Apple license speech-to-text technology from Nuance, makers of the Dragon dictation apps. It does appear they are building an internal team as Apple prefers to own the core technologies it uses.
Through the purchase of Siri, they gained Natural Language Processing technology for deriving meaning from speech. Keyword extraction is a normal part of NLP tech. It’s worth noting that it’s reported that the Siri team is the largest team within Apple.
Facial detection technology has been part of Apple’s ecosystem long enough to have built-in frameworks in iOS. FCP X also uses facial detection to provide metadata including the shot type: W, M, CU etc. I contemplated how it might be used in August 2011.
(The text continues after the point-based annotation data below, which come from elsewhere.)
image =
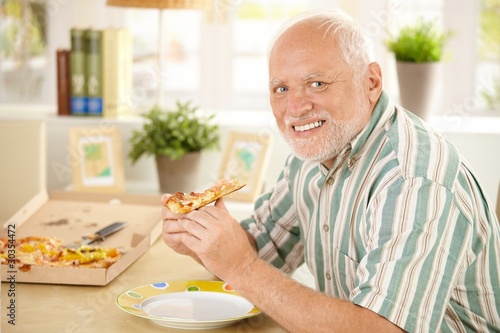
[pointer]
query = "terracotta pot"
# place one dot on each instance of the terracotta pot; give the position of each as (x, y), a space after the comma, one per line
(180, 175)
(420, 86)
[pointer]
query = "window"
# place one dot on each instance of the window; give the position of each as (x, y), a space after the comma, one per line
(488, 69)
(220, 61)
(22, 50)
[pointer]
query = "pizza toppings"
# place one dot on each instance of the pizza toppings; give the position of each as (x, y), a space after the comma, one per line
(181, 202)
(50, 252)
In 2010 Apple purchased Polar Rose for facial recognition technology. (The difference between this is a face – which is detection – and this is Philip’s face – which is recognition.) I wrote about this (and a lot more) about derived metadata in early 2012.
Today the Wall Street Journal is reporting that Apple have purchase Emotient for the emotion detection technology: whether you’re noticing something, paying any attention to it, and what emotion you are displaying. No indication of how they plan on using it.
Apple also have patents on image recognition apparently as part of the Polar Rose acquisition.
UPDATE: I totally forgot GPS and mapping technology, already fairly mature and now a technology Apple own. Location metadata, along with business lookup at a location, is valuable metadata.
I should point out that Google also has most of these technologies in house, either by internal development or via a purchase. I consider Google’s speech-to-text tech the equal with Nuance’s.
I have to say, that’s an impressive suite of metadata-deriving technologies. Speech is translated to text, keyword ranges extracted, person detection already gives us shot type (in FCPX), people identified and named, emotion detected and the content of b-roll labelled. All without a single minute of human attention.
It’s not editing, but it’s a damned good start on organization. Add some basic string-out building algorithms  like we used in First Cuts and there’s a basic starting point for non-scripted shows, for editors to work their magic on, with more creative time, less organizational time.